Although NTFS provides access controls to individual files and folders, users can perform certain actions even if permissions are set on a file or folder to prevent access. For example, you have a folder (MyFolder) containing a file (File1), and you grant Full Control to a user for the folder MyFolder. If you specify that the user has No Access to File1, the user can still delete File1 because the Full Control rights in the folder allow the user to delete the contents of the folder.
To prevent files from being deleted, you must set permissions on the file itself, and you must set permissions for the folder containing the file that won't supercede the file's permissions. In the Properties dialog box, use the Security tab to deny Full Control , but to allow Modify , Read & Execute , Read , and Write permissions in place.
Anyone who has List, Read, or greater permissions in a folder can view file properties on any file in the folder, even if file permissions prevent them from seeing the contents of the file.

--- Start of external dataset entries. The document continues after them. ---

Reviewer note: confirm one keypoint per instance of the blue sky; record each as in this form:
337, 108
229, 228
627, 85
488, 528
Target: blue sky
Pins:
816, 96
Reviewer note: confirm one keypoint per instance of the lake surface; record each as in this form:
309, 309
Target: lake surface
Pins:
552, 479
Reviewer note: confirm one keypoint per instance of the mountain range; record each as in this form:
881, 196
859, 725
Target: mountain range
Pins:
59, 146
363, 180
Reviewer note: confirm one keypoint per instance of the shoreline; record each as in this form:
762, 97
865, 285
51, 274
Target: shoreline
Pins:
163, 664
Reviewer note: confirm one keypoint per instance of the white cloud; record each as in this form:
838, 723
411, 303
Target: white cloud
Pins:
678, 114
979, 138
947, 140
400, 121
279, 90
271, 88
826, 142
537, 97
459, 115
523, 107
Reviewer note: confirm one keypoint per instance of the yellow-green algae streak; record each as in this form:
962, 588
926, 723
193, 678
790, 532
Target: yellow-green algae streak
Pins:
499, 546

FAT16 and FAT32 allow you to set limited file attributes but you cannot set permissions on individual files and folders. The only security available is the permissions that are set on the entire share, that affect all files and folders on that share, and that only functions over the network. After a folder is shared, you can protect the shared folder by specifying one set of share permissions for all files and subfolders of the shared folder. Share permissions are set in much the same way file and folder permissions are set in NTFS. But because share permissions apply globally to all files and folders in the share, they are significantly less versatile than the file and folder permissions used for NTFS volumes. Share permissions have no effect on users accessing the contents of a shared folder when the shared folder is on a locally-installed disk.
Share permissions apply equally to NTFS and FAT volumes. They are enforced by Windows 2000, not by the file system. However, when you move or copy a file from an NTFS to a FAT volume, permissions and other NTFS attributes are lost.